ValueError Traceback(最近调用 最后)在 5 6 # 用上面的计算数据训练 GridSearch - ----> 7 grid_cv.fit(kmeans_transformed, kmeans_labels)

~/.local/lib/python3.8/site-packages/sklearn/model_selection/_search.py 适合(自我,X,y,组,**fit_params) 708返回结果 709 --> 710 self._run_search(evaluate_candidates) 711 712 # 对于多指标评估,存储best_index_,best_params_和

~/.local/lib/python3.8/site-packages/sklearn/model_selection/_search.py 在_run_search(self,evaluate_candidates)1149 def _run_search(self, evaluate_candidates): 1150 """在 param_grid 中搜索所有候选人""" -> 1151评估候选(参数网格(self.param_grid))1152 1153

~/.local/lib/python3.8/site-packages/sklearn/model_selection/_search.py 在evaluate_candidates(candidate_params) 680 n_splits, n_candidates, n_candidates * n_splits)) 681 --> 682 out = 并行(延迟(_fit_and_score)(克隆(base_estimator), 第683章 684 火车=火车,测试=测试,

~/.local/lib/python3.8/site-packages/joblib/parallel.py 在 call(self, iterable) 1002 # 个剩余工作。
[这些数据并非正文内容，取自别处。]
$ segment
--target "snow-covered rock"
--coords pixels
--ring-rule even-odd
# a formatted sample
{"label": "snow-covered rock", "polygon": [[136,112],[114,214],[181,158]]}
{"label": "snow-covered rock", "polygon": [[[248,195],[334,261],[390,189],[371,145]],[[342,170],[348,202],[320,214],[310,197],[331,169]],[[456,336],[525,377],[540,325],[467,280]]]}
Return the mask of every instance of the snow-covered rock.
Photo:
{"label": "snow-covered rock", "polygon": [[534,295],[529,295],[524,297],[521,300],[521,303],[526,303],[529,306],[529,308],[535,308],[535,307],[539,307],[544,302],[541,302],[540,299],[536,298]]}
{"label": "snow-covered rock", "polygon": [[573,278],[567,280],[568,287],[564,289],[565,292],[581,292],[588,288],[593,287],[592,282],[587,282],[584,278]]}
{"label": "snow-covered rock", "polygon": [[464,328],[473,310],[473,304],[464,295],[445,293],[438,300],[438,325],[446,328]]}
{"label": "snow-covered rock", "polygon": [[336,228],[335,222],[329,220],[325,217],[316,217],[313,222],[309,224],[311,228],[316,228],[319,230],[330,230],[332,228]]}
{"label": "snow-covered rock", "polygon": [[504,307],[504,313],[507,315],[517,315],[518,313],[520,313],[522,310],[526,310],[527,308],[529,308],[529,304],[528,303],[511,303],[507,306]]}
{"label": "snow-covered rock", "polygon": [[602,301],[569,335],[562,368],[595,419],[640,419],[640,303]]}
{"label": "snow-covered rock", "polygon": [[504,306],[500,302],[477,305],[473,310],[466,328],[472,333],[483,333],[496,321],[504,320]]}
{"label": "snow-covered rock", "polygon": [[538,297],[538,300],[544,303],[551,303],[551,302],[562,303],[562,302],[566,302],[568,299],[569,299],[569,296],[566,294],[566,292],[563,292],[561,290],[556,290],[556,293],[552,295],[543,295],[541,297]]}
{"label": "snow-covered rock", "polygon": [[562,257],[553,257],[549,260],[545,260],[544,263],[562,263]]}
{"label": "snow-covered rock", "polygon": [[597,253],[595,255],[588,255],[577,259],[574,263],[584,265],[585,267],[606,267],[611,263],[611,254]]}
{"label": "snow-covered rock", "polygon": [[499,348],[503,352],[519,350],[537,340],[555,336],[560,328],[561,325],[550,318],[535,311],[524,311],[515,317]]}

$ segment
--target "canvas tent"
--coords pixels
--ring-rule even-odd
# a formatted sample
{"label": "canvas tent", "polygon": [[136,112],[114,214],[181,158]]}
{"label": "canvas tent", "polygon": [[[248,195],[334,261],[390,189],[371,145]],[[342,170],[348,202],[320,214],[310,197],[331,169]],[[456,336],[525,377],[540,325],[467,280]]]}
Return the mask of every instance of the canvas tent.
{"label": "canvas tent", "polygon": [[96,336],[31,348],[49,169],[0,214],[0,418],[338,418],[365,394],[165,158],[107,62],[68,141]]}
第1003章 -> 1004 if self.dispatch_one_batch(iterator): 1005 self._iterating = self._original_iterator is not None 1006

~/.local/lib/python3.8/site-packages/joblib/parallel.py 在 dispatch_one_batch(自我,迭代器) 833 返回错误 834 其他: --> 835 self._dispatch(任务) 第836章 第837章

~/.local/lib/python3.8/site-packages/joblib/parallel.py 在 _dispatch(自我,批次) 752与self._lock: 第753章 --> 754 作业 = self._backend.apply_async(batch, callback=cb) 第755章 756 # 在我们到达之前调用,导致 self._jobs

~/.local/lib/python3.8/site-packages/joblib/_parallel_backends.py 在 apply_async(自我,功能,回调) 207 def apply_async(自我,函数,回调=无): 208 """安排一个函数运行""" --> 209 结果 = 立即结果(函数) 210 如果回调: 211回调(结果)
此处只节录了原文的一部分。